Author:Bernard Haisch
Language: eng
Format: epub
ISBN: 9781609250140
Publisher: Red Wheel Weiser Conari


CHAPTER 7

INTO THE VOID

“God said, ‘Let there be light,’ and there was light.” This simple but profoundly elegant statement from Genesis has, for three millennia, revealed an insight into the mysterious nature of our material world. It portrays light as the first manifestation of creation. Great Gothic cathedrals—Chartres, Notre Dame, Cologne—were built to let light stream in through magnificent stained-glass windows, in which halos of light surround the countenances of saints. As faith gave way to scientific rationality in the era of Copernicus, Galileo, and Newton, however, there was no longer any getting around the apparently blatant contradictions between the newborn science and the ancient scripture.
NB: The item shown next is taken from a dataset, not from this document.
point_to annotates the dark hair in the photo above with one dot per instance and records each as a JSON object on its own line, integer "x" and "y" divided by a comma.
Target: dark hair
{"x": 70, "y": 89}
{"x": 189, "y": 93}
Within the scriptures themselves, there are contradictions. How can light have appeared on the first day of creation when the sun, the moon, and the stars—obvious sources of light in the sky—were not created until the fourth? The sequence is wrong; it is out of order. Regardless of what astronomical unit of time—perhaps billions of years—you substitute for the allegorical “days” of Genesis, the chain of events is wrong at the most fundamental level. One could well imagine outspoken Wolfgang Pauli, a revered father of modern physics, blasting such a retrograde notion of creation with his legendary dismissal: “It's not even wrong!”

By that he meant: It's beyond wrong. I was not particularly concerned about this scriptural discrepancy when I was eighteen years old and immersed in the spiritual life as a fledgling seminarian. The surprisingly modern position of my monk-teachers was that this was an ancient allegory whose purpose was to elucidate the workings and consequences of good and evil, not define the laws of physics. Such an enlightened attitude struck me as a welcome sign of progress since the dark days of Galileo's persecution for heresy. Besides, as important as light is, it comes and goes at the flick of a switch. It was surely matter that mattered. That is the stuff of which the stars, planets, and we ourselves are made—atomic matter, the stable stuff of the universe.

Is there any insight into the nature of matter in sacred scripture? Are there any tangible, quantifiable physical laws expressed there? I was not aware of any, and felt I had better things to explore than ancient mythology. In the context of modern astrophysics, the perceived shortcomings of Genesis were an absolute non-issue to me. Cosmology was explained by the Big Bang, the Hubble expansion, and the cosmic microwave background, not some implausible creation myth. One could, of course, generalize light to mean simply energy and thus claim a reference to the Big Bang. That seems like more of a stretch than a revelation to me, however. After all, God didn't say, “Let there be energy.” That would have been different.